Feedback also sought clarity as to how entities that carry on activities related to cryptoassets should be treated.

HM Treasury’s response to Key UK CRR definitions

HM Treasury appreciates firms’ suggestions on the content of the Policy Update in chapter four.

HM Treasury intends to provide additional clarity to respondents, industry and other stakeholders but does not intend to amend the UK CRR Definitions Regulations as published in July.

Overall, HM Treasury is conscious that introducing detailed definitions or making material amendments to definitions that have a clear common usage or are widely used by industry without consultation could have adverse unintended consequences.

HM Treasury is, however, mindful of industry’s desire for certainty that holding companies do not need to continually acquire holdings. HM Treasury intends to confirm that this is not the intended effect of the definition of ‘financial institution’ in the Explanatory Memorandum accompanying the UK CRR Definitions Regulations.

HM Treasury notes that the relevant competent authority is responsible for supervising requirements relating to group consolidation.
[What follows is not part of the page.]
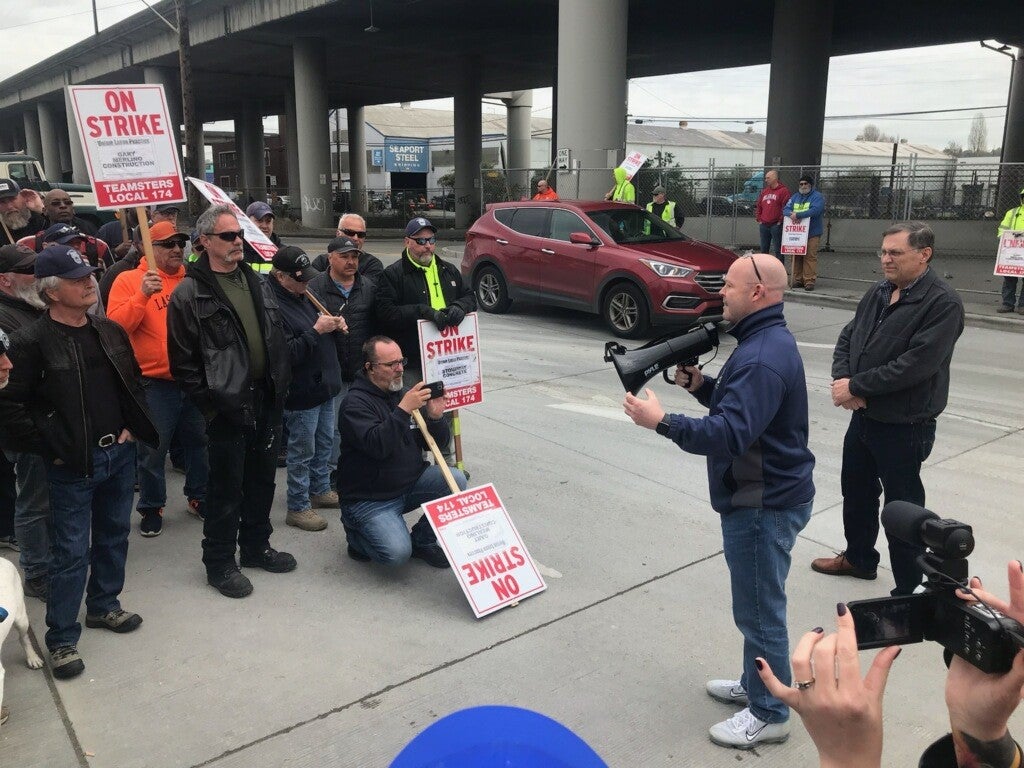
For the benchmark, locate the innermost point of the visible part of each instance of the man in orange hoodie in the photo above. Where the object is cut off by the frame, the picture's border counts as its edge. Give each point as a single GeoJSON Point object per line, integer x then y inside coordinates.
{"type": "Point", "coordinates": [138, 303]}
HM Treasury has also amended the UK CRR Definitions Regulations to update the definition of ‘securitisation’ in the Securitisation Regulations 2024 for consistency with the PRA’s Basel 3.1 rules.

The draft UK CRR Definitions Regulations that were published in July also amended the definition of “IFPR financial institution” in the Financial Services and Markets Act 2000 (Prudential Regulation of FCA Investment Firms) (Definitions for the purposes of Part 9C) Regulations 2021. HM Treasury now intends to make this amendment in a separate statutory instrument providing for consequential amendments later in 2026 due to interdependencies with wider legislation.

5. Next Steps

The government welcomes the full range of responses provided, and the suggestions to make the application of the FSMA model of regulation to the UK CRR more effective.

Alongside this Policy Update response, HM Treasury has published a draft of the UK’s Overseas Prudential Requirements Regime Regulations for technical comments. This consultation closes on 2 April 2026, and HM Treasury will take onboard that feedback, alongside the feedback provided to this update, when finalising the legislation.

HM Treasury will lay the Basel 3.1 Market Risk Transitional Provision Statutory Instrument and the UK CRR Definitions Regulations in early 2026.

HM Treasury will update the relevant legislation in light of comments received through this Policy Update. HM Treasury will then commence the appropriate revocations of the UK CRR in 2026 in sufficient time for the PRA to ensure implementation of Basel 3.1 on 1 January 2027.